Prostate Cancer for each individual is unique and different. It is something like your finger print not matching exactly with anyone else's. Mainly because it is a Genetic disease and there can be thousands of gene errors ( mutations ) leading to the formation and progression of the cancer. Even in the same individual these mutations vary from time to time advancing to different stages. There are some rare types of mutations which are lethal right from the beginning such as the Neuroendocrine ( small cell type ) which do not express any PSA. When it comes to treatments, conventional or otherwise, with the same treatment one may survive for 25 years or his life may be as short as 2 years. Deviating from a strong research and evidence based approach and believing in isolated and anecdotal cases of success as claimed by those proponents have proved to be misleading in many instances for those who are affected by this insidious disease. If you are trying to manage a Stage 4 Prostate Cancer every step you take is critical and has direct and immediate impact on your precious life and survival. I don't see the pathology of your PCa in your profile given to HU. You can see mine if you tap on my name. I hope you are reading the questions and answers pouring into the HU site on a daily basis. It is a priceless source of information, learning and sharing of experiences and opinions whilst you can maintain the freedom of your choice. BTW I am still in stable remission with undetectable PSA ( 0.008ng/ml ) since my diagnosis and initial treatment in 2015 March for a most aggressive PCa of Gleason 9. Hope you will have a good plan to manage your case most effectively and successfully.May you have peace and happiness throughout your journey !
Have you read the books the Great Prostate Hoax by Dr. Richard Albin and Over-diagnosed by Dr. H Gilbert Welch? They give some explanation why I am taking the route I have chosen. I also wish you well on life's journey. Stay safe.
Great post John. Knowing your name is written in the Book of Life makes the now so much easier.
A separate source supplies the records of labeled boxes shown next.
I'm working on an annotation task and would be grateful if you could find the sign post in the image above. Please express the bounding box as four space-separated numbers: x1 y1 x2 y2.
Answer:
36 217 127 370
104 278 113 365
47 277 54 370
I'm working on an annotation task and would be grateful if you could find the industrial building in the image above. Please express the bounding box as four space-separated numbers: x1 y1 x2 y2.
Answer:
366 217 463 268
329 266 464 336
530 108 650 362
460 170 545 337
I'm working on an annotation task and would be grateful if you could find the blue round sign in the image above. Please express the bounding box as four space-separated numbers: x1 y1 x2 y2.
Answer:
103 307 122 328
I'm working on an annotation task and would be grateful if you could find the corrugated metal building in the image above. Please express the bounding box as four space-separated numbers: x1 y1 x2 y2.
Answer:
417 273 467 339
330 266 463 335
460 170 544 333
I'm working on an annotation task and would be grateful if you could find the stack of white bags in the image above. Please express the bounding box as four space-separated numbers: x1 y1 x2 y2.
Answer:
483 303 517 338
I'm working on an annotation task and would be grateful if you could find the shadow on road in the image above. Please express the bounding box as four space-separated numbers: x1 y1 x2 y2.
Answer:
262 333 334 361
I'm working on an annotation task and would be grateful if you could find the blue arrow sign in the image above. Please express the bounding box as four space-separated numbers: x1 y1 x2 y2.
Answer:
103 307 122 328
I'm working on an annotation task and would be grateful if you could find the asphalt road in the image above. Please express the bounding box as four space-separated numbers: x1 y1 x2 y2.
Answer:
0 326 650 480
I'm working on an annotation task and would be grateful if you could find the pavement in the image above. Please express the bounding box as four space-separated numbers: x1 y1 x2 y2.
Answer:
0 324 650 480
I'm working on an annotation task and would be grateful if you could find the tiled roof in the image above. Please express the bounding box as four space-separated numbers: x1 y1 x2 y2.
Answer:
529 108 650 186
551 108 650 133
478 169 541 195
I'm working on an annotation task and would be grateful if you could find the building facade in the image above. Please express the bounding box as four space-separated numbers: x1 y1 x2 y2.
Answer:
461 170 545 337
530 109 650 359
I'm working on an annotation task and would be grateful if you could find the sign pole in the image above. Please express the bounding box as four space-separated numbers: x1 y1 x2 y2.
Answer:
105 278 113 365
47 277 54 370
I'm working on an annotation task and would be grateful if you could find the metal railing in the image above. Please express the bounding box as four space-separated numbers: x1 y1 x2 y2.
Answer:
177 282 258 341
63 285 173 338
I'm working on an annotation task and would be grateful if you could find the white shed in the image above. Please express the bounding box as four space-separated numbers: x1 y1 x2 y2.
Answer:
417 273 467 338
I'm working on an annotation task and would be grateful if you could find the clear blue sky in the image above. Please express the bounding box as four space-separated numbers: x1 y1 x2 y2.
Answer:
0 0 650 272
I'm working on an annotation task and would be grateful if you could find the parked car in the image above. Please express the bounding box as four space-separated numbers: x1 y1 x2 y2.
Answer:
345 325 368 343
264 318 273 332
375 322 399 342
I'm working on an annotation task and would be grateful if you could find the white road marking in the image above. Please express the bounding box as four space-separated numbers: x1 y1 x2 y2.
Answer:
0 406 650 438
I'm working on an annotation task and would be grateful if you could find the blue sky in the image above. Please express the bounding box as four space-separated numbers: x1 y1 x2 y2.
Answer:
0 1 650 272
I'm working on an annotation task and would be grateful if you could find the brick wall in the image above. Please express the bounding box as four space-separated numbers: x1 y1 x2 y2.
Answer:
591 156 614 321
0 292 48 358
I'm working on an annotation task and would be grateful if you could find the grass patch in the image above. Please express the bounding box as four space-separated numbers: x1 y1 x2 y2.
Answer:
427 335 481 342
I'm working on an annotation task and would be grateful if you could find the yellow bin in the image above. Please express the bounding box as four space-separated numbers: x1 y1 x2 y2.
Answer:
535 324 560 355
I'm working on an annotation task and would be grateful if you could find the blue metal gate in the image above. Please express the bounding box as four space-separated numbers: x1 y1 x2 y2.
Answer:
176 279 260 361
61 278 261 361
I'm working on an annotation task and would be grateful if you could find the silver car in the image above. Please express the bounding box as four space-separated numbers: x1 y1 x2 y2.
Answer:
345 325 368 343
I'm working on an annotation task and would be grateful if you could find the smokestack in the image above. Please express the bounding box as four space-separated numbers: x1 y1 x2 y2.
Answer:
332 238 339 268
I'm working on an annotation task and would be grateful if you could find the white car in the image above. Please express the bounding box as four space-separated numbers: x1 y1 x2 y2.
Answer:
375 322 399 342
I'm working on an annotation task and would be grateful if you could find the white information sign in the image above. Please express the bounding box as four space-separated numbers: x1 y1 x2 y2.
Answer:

You know the future and it gives you hope. Thanks for your words as always.
My daughter was born 30 years ago, a beautiful baby with bright big brown eyes and a contagious laugh. She was diagnosed with a rare brain damage that would leave her unable to walk or talk physically. I always wondered what she would look like and one morning between waking and sleeping I saw her, it didn't look like her but I knew it was her because I felt her spirit. It stayed in my mind for a moment then I fully awoke. It taught me my life lesson that it doesn't matter how we change physically our spirit remains the same. Im always talking about my book of life I may have even mentioned I felt you were in it, now there is no doubt
Great picture as usual. Even the cucumbers look tasty. That is an artist at work. I also sometimes wonder about the great questions of life, like why is a ham burger not called a cow burger or a beef burger. Why does j-o-h-n put hyphens in his name? That's a big one. I know you are struggling with huge issues now. Will the next treatment work? Will I be ok? Will Richard and Sparky be ok? I too try to live a life of only now. A great poem. Of course tomorrow will be today which means tomorrow is also now. (I have studied TA well.) I wish you all the best GREATJOHN. Monte
I know from where you speak and live. Every now is forever. My husband died after living with advanced prostate cancer for 6 1/2 years. I am blessed to have shared any moment with you on this site. As I often say on a game I play with my dear Alliance friends, Huzzah!